À la fois élégiaque et caustique – la pornographie de la misère attire dans le Bronx des cars de voyeurs, venus prendre des photos d’un lopin de quart-monde situé à quelques longueurs de téléobjectif de Manhattan -, l’écriture fait ici une entorse notable à l’éthique de l’ambiguïté dont témoignent les autres nouvelles du recueil, ajoutant une touche de réalisme figuratif à la palette d’un romancier dont l’oeuvre est parfois à l’art du dialogue ce que celle de Picasso est à celui du portrait.
Ayant lui-même grandi dans le Bronx, l’écrivain réserve à la population multiraciale de son quartier d’origine son sens de la compassion et le réconfort de la croyance. Dès que resurgissent les héros petits-bourgeois, blancs et perclus de manies avec lesquels ses romans nous ont familiarisés, l’ironie, l’opacité délibérée et la verve épigrammatique reprennent le dessus. Chez DeLillo, la parole a moins pour fonction de communiquer avec autrui que de prendre l’ascendant sur lui, cette mécanique de la déstabilisation subreptice – laquelle s’exerce simultanément aux dépens du lecteur – entraînant une sentiment de malaise diffus, qu’amplifient en arrière-plan des menaces s’échelonnant des répliques d’un séisme (« L’Acrobate d’ivoire ») à un cataclysme financier (« Le Marteau et la Faucille »), en passant par l’ombre tenace du terrorisme européen (« Baader-Meinhof ») et les conflits du futur (qui, dans « Moments humains de la Troisième Guerre mondiale », débouchent sur une formule d’un humour géopolitique particulièrement laconique : « La mise au ban des armes nucléaires a rendu le monde plus sûr pour la guerre »).

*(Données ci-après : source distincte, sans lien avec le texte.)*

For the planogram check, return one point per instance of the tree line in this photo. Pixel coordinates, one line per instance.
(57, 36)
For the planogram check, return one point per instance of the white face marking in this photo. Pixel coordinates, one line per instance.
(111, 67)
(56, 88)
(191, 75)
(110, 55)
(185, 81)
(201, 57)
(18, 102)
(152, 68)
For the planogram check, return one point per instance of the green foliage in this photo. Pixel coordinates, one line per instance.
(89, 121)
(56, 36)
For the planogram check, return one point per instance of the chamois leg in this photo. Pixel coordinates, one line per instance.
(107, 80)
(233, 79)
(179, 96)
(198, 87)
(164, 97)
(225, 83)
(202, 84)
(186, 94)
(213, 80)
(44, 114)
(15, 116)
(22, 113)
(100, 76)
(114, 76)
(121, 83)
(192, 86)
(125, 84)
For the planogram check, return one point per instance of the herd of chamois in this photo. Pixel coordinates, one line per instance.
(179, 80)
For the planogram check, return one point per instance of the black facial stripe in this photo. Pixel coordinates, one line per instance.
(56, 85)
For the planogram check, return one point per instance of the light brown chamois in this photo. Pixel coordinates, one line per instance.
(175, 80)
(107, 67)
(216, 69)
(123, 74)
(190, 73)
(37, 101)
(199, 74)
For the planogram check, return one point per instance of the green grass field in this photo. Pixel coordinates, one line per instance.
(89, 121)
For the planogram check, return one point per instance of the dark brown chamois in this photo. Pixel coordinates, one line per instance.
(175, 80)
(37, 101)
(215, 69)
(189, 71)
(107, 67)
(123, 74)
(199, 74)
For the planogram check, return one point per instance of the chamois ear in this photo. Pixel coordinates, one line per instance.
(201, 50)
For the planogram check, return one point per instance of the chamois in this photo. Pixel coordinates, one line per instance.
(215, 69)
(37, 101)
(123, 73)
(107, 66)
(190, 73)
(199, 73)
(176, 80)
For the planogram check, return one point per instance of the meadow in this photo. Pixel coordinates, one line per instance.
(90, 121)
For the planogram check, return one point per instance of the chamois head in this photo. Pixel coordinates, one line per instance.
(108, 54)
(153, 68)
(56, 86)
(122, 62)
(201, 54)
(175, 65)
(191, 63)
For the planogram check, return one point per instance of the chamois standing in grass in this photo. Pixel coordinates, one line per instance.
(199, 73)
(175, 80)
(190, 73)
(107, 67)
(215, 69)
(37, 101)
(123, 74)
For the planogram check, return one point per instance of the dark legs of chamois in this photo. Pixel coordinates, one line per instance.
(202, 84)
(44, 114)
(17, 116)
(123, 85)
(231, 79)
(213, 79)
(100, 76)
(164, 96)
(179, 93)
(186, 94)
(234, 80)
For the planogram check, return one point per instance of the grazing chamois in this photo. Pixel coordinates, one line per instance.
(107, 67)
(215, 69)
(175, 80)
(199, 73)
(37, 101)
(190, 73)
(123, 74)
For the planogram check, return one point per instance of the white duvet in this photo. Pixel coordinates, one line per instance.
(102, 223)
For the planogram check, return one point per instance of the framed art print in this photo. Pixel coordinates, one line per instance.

Entre artificialité des postures (« Je n’étais là que depuis deux mois et j’essayais encore de me figurer qui je voulais être dans un tel cadre ») et archaïsme des terreurs (à deux reprises, la crainte d’une agression sexuelle plane sur les intrigues), les héros déphasés de DeLillo s’accrochent pour se rassurer à leurs propres fictions, qui, reposant sur des intuitions erronées, élargissent en fait le fossé les séparant d’eux-mêmes comme des autres et font de la plupart de ces nouvelles de noires comédies des erreurs.
En auscultant ainsi une culture de l’isolement solipsiste et de l’illusion, DeLillo inscrit le doute au coeur même de la civilisation du millénaire naissant, mais offre simultanément à ses laissés-pour-compte l’hypothèse d’un miracle – un domaine dans lequel il est lui-même expert, sa malice, sa maîtrise des rythmes et des rites langagiers et son intransigeant sens du mystère se conjuguant pour faire de cet éternel censeur de l’Amérique l’un de ses plus notoires enchanteurs littéraires.
L’Ange Esmeralda (Actes Sud), traduit de l’anglais (États-Unis) par Marianne Véron, 256 pages, 21,80 €. En librairie le 14 février
DeLillo, émule de Victor Hugo ?
Comme celle de Notre-Dame de Paris, l’Esmeralda de DeLillo vit dans une cour des miracles peuplée d’artistes et de truands. Mais au lieu de périr comme son ancêtre littéraire sur le gibet, cette fille d’une mère junkie finit jetée du haut d’un immeuble, sans que les efforts de deux nonnes (soeur Edgar et soeur Gracie, en écho à la soeur Gudule d’Hugo) ne suffisent à l’arracher à son destin. Le sort parallèle des deux héroïnes témoigne de la capacité de la tragédie romantique à susciter l’émotion jusque dans le roman le moins traditionnel.